C: You mentioned your team’s work to optimize the program. Can you tell us more about this work?
SH: Because ours is a site-based program, we expect that outcomes will be related both to the quality of mentoring relationships, as proposed by Rhodes’ model, but also to the quality of the youth’s interactions with the setting. As such, we have incorporating best practices for mentoring, and we have also been attentive to developing a setting that is conducive for positive youth development. Specifically, we have worked to incorporate the eight features of positive developmental settings outlined by the National Research Council and Institute of Medicine, which include providing youth with a setting that provides a sense of physical and emotional safety, supportive relationships, appropriate structure, opportunities to belong and build skills, exposure to positive social norms, support for efficacy and mattering, and setting integration.

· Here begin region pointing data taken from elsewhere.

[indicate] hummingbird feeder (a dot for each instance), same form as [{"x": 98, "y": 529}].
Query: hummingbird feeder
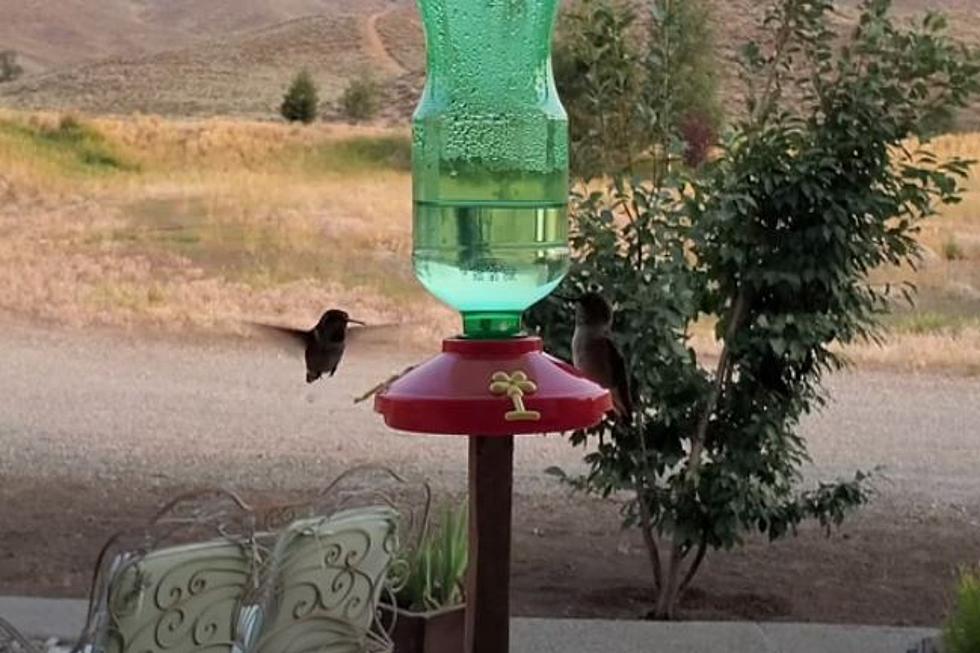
[{"x": 490, "y": 172}]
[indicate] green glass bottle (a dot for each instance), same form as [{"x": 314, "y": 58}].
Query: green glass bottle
[{"x": 490, "y": 159}]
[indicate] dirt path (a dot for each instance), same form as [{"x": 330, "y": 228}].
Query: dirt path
[
  {"x": 95, "y": 429},
  {"x": 376, "y": 47}
]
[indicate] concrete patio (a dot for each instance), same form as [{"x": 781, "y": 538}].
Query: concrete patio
[{"x": 44, "y": 618}]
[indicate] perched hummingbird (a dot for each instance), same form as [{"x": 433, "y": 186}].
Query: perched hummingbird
[
  {"x": 324, "y": 344},
  {"x": 596, "y": 355}
]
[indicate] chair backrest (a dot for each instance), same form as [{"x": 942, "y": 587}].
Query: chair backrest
[
  {"x": 185, "y": 598},
  {"x": 326, "y": 581}
]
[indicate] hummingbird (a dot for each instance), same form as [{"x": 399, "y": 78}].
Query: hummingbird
[
  {"x": 596, "y": 355},
  {"x": 324, "y": 344}
]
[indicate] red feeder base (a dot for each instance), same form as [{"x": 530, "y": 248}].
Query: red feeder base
[{"x": 493, "y": 388}]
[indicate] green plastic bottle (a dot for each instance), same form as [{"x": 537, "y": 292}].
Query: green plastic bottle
[{"x": 490, "y": 159}]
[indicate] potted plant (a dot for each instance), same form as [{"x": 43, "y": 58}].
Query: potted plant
[{"x": 430, "y": 610}]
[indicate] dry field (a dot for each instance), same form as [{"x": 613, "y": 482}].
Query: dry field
[
  {"x": 196, "y": 225},
  {"x": 185, "y": 225},
  {"x": 219, "y": 58}
]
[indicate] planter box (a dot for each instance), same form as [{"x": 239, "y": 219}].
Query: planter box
[{"x": 430, "y": 632}]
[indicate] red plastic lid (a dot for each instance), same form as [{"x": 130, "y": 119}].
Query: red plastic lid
[{"x": 493, "y": 388}]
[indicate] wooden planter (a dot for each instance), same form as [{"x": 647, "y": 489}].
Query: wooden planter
[{"x": 430, "y": 632}]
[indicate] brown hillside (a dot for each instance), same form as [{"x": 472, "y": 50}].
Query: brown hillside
[
  {"x": 58, "y": 33},
  {"x": 235, "y": 57},
  {"x": 244, "y": 74}
]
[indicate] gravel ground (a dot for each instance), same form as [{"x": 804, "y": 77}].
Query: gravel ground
[
  {"x": 98, "y": 428},
  {"x": 97, "y": 406}
]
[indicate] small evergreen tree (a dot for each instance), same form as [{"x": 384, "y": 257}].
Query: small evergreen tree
[
  {"x": 301, "y": 102},
  {"x": 361, "y": 99},
  {"x": 9, "y": 68}
]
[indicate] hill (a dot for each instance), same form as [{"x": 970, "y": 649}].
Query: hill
[
  {"x": 235, "y": 57},
  {"x": 239, "y": 74}
]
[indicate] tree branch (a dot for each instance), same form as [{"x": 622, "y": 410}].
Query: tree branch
[
  {"x": 646, "y": 525},
  {"x": 722, "y": 376},
  {"x": 695, "y": 565}
]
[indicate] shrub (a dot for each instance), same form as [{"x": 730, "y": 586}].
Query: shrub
[
  {"x": 361, "y": 99},
  {"x": 435, "y": 571},
  {"x": 773, "y": 242},
  {"x": 962, "y": 632},
  {"x": 10, "y": 69},
  {"x": 301, "y": 103}
]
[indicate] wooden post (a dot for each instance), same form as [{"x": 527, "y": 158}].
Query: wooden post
[{"x": 488, "y": 577}]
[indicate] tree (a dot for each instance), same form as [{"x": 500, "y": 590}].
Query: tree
[
  {"x": 361, "y": 99},
  {"x": 10, "y": 69},
  {"x": 682, "y": 74},
  {"x": 599, "y": 72},
  {"x": 301, "y": 103},
  {"x": 611, "y": 65},
  {"x": 824, "y": 180}
]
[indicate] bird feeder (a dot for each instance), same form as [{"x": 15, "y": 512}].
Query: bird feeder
[{"x": 490, "y": 173}]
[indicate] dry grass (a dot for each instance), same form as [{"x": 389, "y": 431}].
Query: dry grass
[
  {"x": 208, "y": 224},
  {"x": 200, "y": 224}
]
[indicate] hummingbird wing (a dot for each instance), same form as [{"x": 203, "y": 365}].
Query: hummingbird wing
[
  {"x": 285, "y": 335},
  {"x": 374, "y": 333},
  {"x": 617, "y": 376}
]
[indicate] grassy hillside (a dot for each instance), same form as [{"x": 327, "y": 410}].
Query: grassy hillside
[
  {"x": 59, "y": 33},
  {"x": 200, "y": 224},
  {"x": 244, "y": 74},
  {"x": 219, "y": 69}
]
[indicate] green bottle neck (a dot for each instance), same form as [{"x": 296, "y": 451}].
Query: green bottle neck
[{"x": 492, "y": 325}]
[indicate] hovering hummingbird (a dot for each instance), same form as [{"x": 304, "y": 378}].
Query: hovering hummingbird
[
  {"x": 596, "y": 355},
  {"x": 324, "y": 344}
]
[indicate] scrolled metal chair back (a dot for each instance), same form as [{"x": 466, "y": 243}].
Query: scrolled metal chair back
[{"x": 178, "y": 583}]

In designing Campus Connections, we worked to design a larger community context characterized by these setting features. For example, Campus Connections intentionally engages youth in a community of other mentors and mentees so they can gain a sense of belonging and mattering, develop social skills and confidence, and realize personal skills. The curriculum is semi-structured so youth can experience predictability while also gaining self-efficacy through having the power to make decisions about how they navigate the structure, such as the type of prosocial activity they participate in or the focus of academic support they receive. Despite these considerations, we remained concerned that, because the program served about 28 pairs per evening, that youth may not be able to fully interact with or benefit from these features of the setting from the larger community alone. We hypothesized that by further embedding the mentoring pair within Mentor Families, or small groups of 4 pairs, we could both ensure and deepen the youth’s experience of the setting, while also providing support to mentors in their efforts to develop high-quality relationships with mentees.
Indeed, a qualitative study led by Dr. Lindsey Weiler revealed that Mentor Families provided a place (a) for mentors to receive support and supervision, (b) for mentors and mentees to belong, and (c) for mentees to grow and learn. We were interested in empirically testing our hypothesis, so we gained funding from the William T. Grant Foundation to conduct a randomized controlled trial to determine if organizing mentor-mentee matches in Mentor Families could positively affect setting quality, mentoring relationships, and youth outcomes. We are in the final stages of this 3-year project and hope to have the results published soon.